Per anni ho deriso le cocorite. Le vedevo arzille e trionfanti beccare i semi, colte dall’entusiasmo del contadino novello che portava loro il cibo.
Si accalcavano, per trovare lo spazio necessario a fianco al compagno di voliera. Un colpo di becco per rimuovere la buccia, il secondo per mangiare il seme. E via di una raffica di uno-due degna del miglior maestro di scuola calcio. Nell’ingordigia del momento le bucce però cadevano sopra gli alti semi, e quando i pappagallini non riuscivano più a vedere cosa ci fosse sotto quello strato di scarti, non sapevano più che fare. E beffati, morivano di fame, con il cibo a distanza di becco. Benvenuti nel ventunesimo secolo, dove tutta la conoscenza è a disposizione immediata. Dove basta un click per sapere cos’ha postulato Einstein, un click per capire cosa significa “postulato” e rendersi conto che non è il termine adatto (Einstein ha dimostrato la sua teoria) e un click per sapere chi ha i capezzoli più turgidi ad Hollywood (chapeau Alyson Hannigan, anche se non hai vinto). Chi? Aspetta che controllo…
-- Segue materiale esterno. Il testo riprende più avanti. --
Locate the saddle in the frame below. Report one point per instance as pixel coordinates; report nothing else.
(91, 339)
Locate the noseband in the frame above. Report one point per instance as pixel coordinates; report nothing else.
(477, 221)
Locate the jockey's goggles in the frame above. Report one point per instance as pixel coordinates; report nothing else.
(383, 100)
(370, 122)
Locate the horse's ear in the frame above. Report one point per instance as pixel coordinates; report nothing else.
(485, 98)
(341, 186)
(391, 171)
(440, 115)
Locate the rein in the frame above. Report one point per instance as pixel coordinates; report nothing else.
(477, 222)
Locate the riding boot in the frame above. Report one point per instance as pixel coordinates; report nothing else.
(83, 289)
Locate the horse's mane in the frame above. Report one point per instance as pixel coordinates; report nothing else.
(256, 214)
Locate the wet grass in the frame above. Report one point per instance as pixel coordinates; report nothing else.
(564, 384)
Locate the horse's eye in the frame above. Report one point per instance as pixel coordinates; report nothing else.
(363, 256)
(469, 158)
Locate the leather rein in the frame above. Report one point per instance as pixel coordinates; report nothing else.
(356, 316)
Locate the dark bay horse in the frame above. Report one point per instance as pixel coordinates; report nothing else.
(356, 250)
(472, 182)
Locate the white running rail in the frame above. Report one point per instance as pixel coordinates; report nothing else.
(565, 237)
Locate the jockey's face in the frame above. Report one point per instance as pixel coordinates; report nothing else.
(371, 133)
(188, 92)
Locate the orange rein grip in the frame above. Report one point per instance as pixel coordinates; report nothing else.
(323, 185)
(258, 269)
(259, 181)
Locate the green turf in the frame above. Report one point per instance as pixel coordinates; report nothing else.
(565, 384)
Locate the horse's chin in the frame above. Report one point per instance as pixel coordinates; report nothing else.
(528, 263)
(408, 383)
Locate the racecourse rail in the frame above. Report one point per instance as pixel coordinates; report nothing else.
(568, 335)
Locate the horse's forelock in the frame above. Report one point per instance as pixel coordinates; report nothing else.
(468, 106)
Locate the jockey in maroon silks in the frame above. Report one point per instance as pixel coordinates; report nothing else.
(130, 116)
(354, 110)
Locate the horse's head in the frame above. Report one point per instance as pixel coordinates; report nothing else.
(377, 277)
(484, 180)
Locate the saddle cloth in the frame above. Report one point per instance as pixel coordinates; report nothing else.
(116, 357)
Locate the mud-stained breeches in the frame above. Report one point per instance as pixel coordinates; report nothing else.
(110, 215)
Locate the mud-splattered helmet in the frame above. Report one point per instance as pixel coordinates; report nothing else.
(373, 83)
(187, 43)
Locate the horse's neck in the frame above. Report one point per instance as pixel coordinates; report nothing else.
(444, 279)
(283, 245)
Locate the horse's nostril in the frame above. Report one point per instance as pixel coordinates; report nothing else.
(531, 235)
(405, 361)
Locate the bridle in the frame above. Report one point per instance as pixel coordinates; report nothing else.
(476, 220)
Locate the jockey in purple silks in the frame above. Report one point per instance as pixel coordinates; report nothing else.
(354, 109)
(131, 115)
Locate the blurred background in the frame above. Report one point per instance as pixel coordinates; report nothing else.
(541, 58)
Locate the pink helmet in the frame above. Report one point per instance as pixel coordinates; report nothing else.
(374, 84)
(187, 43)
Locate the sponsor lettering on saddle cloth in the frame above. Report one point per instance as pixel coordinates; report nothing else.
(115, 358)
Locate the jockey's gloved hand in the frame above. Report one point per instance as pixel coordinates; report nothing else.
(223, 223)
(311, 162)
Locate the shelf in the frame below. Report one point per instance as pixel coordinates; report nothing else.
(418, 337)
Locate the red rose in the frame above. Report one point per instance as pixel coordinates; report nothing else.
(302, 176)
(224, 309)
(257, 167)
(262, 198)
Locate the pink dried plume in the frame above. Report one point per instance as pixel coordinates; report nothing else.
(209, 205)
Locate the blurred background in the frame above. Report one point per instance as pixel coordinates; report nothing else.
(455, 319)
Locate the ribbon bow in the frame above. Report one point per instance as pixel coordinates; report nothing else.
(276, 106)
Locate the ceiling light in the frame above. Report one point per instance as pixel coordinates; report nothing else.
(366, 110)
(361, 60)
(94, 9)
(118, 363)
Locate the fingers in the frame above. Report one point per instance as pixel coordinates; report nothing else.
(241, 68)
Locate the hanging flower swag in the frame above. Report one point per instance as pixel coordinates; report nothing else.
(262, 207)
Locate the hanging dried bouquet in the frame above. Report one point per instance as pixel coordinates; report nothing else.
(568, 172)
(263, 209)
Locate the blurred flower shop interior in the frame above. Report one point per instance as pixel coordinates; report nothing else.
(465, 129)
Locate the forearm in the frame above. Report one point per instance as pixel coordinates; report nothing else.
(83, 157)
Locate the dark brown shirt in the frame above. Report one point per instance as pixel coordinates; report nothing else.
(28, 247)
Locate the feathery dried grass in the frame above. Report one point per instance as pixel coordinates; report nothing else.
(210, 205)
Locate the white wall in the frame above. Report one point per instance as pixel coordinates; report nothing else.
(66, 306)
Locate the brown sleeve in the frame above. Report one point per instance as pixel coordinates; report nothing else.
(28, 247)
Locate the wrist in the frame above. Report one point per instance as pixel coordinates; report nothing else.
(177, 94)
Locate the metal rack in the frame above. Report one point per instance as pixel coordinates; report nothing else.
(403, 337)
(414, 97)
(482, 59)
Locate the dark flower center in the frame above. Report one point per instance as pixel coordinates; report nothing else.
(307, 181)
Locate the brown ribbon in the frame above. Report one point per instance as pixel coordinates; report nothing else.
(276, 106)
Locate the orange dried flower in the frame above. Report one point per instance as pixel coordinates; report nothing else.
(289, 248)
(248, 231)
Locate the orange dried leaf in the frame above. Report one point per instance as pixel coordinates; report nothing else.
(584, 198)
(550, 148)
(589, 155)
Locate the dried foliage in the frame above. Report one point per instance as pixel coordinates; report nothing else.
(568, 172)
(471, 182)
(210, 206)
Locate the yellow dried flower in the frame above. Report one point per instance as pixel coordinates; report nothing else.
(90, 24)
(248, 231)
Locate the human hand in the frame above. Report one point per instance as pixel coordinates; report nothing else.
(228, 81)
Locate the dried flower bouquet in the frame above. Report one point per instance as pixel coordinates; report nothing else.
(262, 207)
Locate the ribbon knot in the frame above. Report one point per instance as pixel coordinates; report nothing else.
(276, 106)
In un mondo nel quale vige la regola del tutto subito, dove la fatica e il sudore sono demoni da combattere, ci troveremo a fare a gara di frenate e non di velocità. Ci troveremo lanciati ad un ritmo folle verso un dirupo per renderci conto che nel tragitto ci siamo persi. In un’odierna rivisitazione del Chicken Game, ci troveremo a vestire i panni di James Dean, senza il suo fascino e senza la sua predisposizione per il dannato. Ci troveremo a glissare sull’importanza della memoria, perché “tanto è già salvato su hard disk”.
Ci troveremo a rinunciare ad imparare a svolgere un lavoro, perché ci sarà un app al posto nostro. E allora tutti a studiare l’equilibrio di Nash, perché l’importante è solo star vivi, anche a discapito dei nostri simili e fanculo la qualità della vita.